KBOS-FM
- Tulare, California; United States;
- Broadcast area: Fresno; Visalia; Central Valley;
- Frequency: 94.9 MHz (HD Radio)
- Branding: B95

Programming
- Format: Rhythmic contemporary

Ownership
- Owner: iHeartMedia, Inc.; (iHM Licenses, LLC);
- Sister stations: KALZ; KCBL; KFBT; KFSO-FM; KHGE; KRDU; KRZR; KSOF;

History
- First air date: September 1, 1965
- Former call signs: KGEN-FM (1965–1967); KBOS (1967–1992);
- Call sign meaning: "Boss Radio"

Technical information
- Licensing authority: FCC
- Facility ID: 9748
- Class: B
- ERP: 16,500 watts
- HAAT: 263 meters (863 ft)

Links
- Public license information: Public file; LMS;
- Webcast: Listen live (via iHeartRadio)
- Website: b95forlife.iheart.com

= KBOS-FM =

KBOS-FM (94.9 MHz, "B95") is a commercial radio station licensed to Tulare, California, United States, and serving Fresno, Visalia and the Central Valley of California. It airs an urban-leaning rhythmic contemporary format and is owned by iHeartMedia, Inc. Its studios are on East Shaw Avenue in North Fresno.

The transmitter is off Pierce Valley Drive atop Eshom Point in Hanford.

==History==
===KGEN-FM and Boss Radio===
The station signed on the air on September 15, 1965. Its original call sign was KGEN-FM, sister station to KGEN (1370 AM).

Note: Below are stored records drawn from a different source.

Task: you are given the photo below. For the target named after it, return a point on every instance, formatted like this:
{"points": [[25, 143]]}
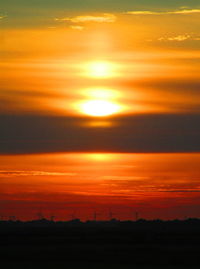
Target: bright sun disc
{"points": [[99, 108]]}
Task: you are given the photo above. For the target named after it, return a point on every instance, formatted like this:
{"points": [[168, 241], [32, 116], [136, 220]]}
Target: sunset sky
{"points": [[100, 109]]}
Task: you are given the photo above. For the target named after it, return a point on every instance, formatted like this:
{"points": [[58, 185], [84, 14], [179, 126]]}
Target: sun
{"points": [[99, 108], [99, 69]]}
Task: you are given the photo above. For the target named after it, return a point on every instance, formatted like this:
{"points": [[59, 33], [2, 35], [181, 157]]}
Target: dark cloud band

KGEN and KGEN-FM simulcast a full service format of middle of the road (MOR) and country music with local news and sports. KGEN was a daytimer station, so KGEN-FM could continue airing the stations' programming after sunset when the AM station had to go off the air.

KGEN-FM changed its call letters to KBOS on July 24, 1967. It began broadcasting a Top 40 format, known as "Boss Radio".

The station's first transmitter location was in Tulare, where it was powered at 5,300 watts on a short antenna. It could only be heard in Tulare and adjacent communities. In the 1970s, it moved to the Blue Ridge Mountains along with KJUG-FM 106.7. FM 94.9 had an effective radiated power (ERP) around 1,500 watts with a height above average terrain (HAAT) of 2,650 feet.

===Rhythmic contemporary===
KBOS remained a Top 40 station until the 1980s when it began adding more rhythmic hits and deleting pop-leaning titles. Since then, the station has enjoyed dominant ratings. The station’s transmitter site moved again, this time to Eshom Point. That gave it better coverage in the Fresno radio market, boosting its economic potential. It increased its ERP to its current 16,500 watts. KBOS added the "-FM" suffix, modifying its call sign to KBOS-FM, on February 1, 1992.

KBOS-FM was acquired by Capstar in 2000. (Capstar was a forerunner to current owner iHeartMedia.) KBOS-FM is one of two Rhythmic Top 40 stations covering Fresno, Kings, Madera, and Tulare Counties. The other is KSEQ, licensed to Visalia and owned by Lotus Communications.